Day 112: Mental Health
May 24th, 2023
Dear Disney,
My life isn’t always the happy Disney version I strive to be. There are rainy days, crummy days, and just get through today days. I’d like to write to you about your characters that aren’t always sunny and bright and that’s okay. There is one that sticks out in my mind that you had a hand in creating and there are others that were imagined after your time.
The first character I want to write about is Eeyore from Winnie the Pooh. To me, Eeyore is the quintessential gloomy character. And it’s not only him being sad, it’s really how his friends act around his sadness. It’s not a detriment to them at all. They don’t berate or think he’s less than because of his depressive state and I truly value these characters. They take him for who he is and accept his way of thinking and don’t ask him to change. That is such a wonderful and simple thing to do when someone is feeling depressed. When I’m feeling this way, Jim Dear knows how to help me create a ‘comfort nest’ with a blanket, heating pad, water, snacks and a favorite movie. There are other times when I just need to cry and he respects my space. Winnie the Pooh and his friends are still a very relevant source for children to learn about different characteristics and how to respond in a kind way.
The next character who is a pretty obvious pick is Sadness from Inside Out. Sadness seems like a sort of updated version of Eeyore, but with more sass and melodrama. All the emotions in this movie do have a lot more sarcasm, jokes, and quips than the more simple setting of Winnie the Pooh. I do enjoy the humor, but the underlying message happens at the crux of the movie. Riley can no longer pretend to be happy about her family moving. It’s new, different and downright scary to live in a completely different state for her father’s job.
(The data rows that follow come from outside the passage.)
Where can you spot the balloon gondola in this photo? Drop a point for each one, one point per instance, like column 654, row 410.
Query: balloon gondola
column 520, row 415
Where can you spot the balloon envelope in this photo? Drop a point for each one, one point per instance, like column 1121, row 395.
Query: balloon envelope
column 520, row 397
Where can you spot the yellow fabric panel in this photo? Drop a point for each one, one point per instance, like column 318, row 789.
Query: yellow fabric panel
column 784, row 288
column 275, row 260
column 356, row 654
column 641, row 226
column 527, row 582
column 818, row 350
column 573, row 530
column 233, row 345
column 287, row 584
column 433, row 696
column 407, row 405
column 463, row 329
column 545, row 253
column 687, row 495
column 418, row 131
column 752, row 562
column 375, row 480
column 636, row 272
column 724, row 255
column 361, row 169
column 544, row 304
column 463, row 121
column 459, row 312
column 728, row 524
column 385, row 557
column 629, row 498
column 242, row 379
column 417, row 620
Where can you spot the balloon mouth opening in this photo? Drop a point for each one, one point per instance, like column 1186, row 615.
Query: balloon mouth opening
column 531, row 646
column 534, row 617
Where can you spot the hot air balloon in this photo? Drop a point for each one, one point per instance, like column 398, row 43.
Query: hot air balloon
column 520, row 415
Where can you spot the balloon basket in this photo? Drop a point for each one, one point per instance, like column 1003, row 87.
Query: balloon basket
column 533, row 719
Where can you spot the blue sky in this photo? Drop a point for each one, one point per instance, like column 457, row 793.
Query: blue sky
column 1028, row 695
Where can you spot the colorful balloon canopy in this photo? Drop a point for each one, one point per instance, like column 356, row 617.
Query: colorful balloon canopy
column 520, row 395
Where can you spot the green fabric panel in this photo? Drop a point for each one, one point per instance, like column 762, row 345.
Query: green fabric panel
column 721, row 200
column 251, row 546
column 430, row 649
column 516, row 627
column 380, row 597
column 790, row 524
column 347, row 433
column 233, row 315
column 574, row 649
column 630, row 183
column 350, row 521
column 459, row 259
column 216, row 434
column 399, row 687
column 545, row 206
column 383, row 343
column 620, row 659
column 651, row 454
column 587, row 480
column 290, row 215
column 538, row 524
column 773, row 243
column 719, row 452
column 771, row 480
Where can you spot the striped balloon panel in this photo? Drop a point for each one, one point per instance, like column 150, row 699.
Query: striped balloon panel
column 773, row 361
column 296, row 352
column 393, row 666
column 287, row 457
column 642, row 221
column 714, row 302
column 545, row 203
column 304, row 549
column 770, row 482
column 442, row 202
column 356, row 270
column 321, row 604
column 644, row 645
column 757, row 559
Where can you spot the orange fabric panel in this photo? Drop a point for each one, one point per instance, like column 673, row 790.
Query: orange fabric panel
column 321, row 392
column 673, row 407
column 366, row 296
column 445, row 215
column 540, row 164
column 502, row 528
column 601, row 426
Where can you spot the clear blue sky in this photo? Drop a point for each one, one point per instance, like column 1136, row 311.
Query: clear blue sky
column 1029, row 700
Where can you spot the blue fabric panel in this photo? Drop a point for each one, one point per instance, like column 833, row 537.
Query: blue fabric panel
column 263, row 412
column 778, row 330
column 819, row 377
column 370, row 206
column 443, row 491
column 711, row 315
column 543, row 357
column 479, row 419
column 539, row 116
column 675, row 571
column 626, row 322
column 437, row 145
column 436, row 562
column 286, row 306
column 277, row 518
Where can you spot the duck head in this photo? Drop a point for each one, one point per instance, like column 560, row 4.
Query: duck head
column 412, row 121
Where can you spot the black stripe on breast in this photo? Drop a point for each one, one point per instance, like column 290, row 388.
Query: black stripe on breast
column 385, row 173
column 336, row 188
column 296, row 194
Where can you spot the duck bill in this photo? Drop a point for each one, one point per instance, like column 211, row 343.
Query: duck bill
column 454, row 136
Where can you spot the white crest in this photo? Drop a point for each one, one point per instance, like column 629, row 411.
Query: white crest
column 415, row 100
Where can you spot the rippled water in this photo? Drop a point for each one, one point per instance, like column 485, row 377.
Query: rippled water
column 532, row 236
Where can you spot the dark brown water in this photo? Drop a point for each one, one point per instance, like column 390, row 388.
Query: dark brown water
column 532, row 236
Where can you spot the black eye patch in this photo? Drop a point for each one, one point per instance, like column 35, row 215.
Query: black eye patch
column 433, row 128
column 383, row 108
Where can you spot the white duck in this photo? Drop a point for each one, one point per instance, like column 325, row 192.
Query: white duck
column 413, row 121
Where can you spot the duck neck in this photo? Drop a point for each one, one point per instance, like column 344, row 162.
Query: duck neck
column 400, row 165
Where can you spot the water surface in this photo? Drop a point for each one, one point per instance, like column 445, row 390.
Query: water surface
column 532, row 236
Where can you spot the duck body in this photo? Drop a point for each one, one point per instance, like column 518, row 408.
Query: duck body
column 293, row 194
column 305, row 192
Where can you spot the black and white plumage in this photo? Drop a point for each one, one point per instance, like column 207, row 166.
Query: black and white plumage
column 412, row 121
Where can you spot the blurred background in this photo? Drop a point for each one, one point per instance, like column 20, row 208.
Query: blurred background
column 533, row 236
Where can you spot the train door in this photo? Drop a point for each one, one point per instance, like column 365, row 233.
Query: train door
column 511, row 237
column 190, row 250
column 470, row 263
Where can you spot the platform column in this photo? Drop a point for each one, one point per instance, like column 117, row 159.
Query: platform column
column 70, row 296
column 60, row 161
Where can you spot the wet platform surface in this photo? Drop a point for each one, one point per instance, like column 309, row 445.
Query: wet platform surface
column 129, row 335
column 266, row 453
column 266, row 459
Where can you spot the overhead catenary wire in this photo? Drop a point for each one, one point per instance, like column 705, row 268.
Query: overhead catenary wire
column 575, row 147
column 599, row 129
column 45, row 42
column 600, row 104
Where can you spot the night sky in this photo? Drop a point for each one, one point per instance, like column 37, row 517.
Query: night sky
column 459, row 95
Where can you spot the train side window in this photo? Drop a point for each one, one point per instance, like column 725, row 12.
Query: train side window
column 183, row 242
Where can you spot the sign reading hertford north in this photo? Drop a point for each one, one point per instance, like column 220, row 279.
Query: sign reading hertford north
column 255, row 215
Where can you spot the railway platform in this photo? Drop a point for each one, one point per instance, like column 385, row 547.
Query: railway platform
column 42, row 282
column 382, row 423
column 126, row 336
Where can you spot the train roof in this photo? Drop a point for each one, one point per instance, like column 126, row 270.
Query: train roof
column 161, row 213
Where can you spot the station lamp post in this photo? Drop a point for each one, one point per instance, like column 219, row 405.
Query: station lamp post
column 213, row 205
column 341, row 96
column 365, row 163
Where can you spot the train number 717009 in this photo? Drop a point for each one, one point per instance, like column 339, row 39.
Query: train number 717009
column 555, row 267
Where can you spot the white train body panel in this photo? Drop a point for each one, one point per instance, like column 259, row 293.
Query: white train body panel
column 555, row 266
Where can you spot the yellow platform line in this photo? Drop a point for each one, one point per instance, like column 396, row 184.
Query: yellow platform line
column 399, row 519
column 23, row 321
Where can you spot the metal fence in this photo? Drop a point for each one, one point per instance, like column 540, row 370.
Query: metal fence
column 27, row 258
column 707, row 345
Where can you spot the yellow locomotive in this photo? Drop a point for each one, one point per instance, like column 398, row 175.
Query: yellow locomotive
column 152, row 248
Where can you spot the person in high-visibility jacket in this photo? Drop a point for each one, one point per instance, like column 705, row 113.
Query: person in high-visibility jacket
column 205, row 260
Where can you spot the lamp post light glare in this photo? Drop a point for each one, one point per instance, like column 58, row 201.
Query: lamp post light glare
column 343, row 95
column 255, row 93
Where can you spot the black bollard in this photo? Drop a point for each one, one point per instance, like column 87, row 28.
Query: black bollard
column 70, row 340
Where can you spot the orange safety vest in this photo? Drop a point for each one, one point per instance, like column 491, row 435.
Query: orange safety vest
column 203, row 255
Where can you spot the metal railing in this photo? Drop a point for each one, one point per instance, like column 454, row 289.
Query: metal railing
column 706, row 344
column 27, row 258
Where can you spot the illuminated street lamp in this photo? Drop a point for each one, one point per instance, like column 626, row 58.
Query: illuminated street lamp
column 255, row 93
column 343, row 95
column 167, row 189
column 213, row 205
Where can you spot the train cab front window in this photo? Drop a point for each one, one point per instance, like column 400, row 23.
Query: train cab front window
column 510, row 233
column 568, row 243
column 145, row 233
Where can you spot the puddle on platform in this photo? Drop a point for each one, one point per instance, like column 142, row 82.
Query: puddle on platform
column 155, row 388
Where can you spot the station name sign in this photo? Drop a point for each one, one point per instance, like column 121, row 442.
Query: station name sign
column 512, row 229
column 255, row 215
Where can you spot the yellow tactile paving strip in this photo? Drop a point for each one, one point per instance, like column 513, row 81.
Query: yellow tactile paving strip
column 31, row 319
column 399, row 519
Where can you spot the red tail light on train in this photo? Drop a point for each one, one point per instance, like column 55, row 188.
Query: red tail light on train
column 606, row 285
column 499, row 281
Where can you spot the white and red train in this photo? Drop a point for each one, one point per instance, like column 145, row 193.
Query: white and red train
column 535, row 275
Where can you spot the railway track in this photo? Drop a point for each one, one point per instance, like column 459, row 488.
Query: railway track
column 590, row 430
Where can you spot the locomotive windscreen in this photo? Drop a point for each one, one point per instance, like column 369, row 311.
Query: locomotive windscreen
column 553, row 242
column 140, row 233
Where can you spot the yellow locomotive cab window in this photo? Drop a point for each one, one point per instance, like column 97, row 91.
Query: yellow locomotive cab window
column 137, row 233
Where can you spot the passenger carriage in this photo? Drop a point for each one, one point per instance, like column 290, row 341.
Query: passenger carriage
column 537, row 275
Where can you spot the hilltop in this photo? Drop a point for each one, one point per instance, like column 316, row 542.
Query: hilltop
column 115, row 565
The five main emotions (Joy, Sadness, Anger, Fear, Disgust) are no longer enough for Riley to articulate what she’s feeling and she breaks down in front of her parents confessing that she misses her old life. To her surprise both her parents admit the same. This is a tried and true coming of age story and ends with Riley building new and more complex emotions to progress and grow. There are absolutely times when I can see Lady struggle with new and different emotions that resonate with how I felt during middle school. I do make a lot of the same mistakes Riley’s parents make when I see or hear something radically different that what I’m used to seeing from Lady. I have to continue to support and be there for them and trust that we raised a bright, kind, and beautiful person who will find their way on their own time.
The next character doesn’t seem like they would have any problems with depression, but by golly does she ever have a power ballad of her own to sing through it. I’m talking about Anna in Frozen II. She’s in a dark cave and she’s lost her sister and Olaf. She is truly alone again like she was in the first movie, but now she’s completely lost in an unfamiliar and frankly scary place. Here are some lyrics that can articulate some aspects of depression that really stand out to me:
This is cold, this is empty, this is numb
the lights are out
Hello, darkness, I'm ready to succumb
This grief has a gravity, it pulls me down
Can there be a day beyond this night?
I don't know anymore what is true
I can't find my direction, I'm all alone
And yet.
And yet this song pulls you to your feet and lifts you up:
But a tiny voice whispers in my mind
But you must go on
And do the next right thing
Just do the next right thing
Take a step, step again
It is all that I can to do
The next right thing
I won't look too far ahead
It's too much for me to take
But break it down to this next breath
This next step
This next choice is one that I can make
So I'll walk through this night
Stumbling blindly toward the light
And do the next right thing
And with the dawn, what comes then
When it's clear that everything will never be the same again?
Then I'll make the choice
To hear that voice
And do the next right thing
I wasn’t really thinking about this song when I came up with my own mantra that is similar to ‘and do the next right thing.’ The one that I came up with for myself is Get Through Today, Just Get Through Today. Sometimes I write the initials GTTJGTT or even just GTT to remind myself it’s just one day. I can make it for 24 hours and then I can make it through the next day. And perhaps it won’t be as bad as it is right now. And it hasn’t failed me yet.
I know these letters my husband and I write are whimsical letters to Walt Disney reminiscing about the legend and stories that have touched our lives. This letter is for everyone and anyone who is reading this and might need some help. There is some information below that you can use or just keep in mind if you know anyone else who needs some help.
Know that you are wanted. You are important. The world needs you here and you make a difference.
If you are having trouble or need assistance you can call 988 or visit 988lifeline.org any time day or night.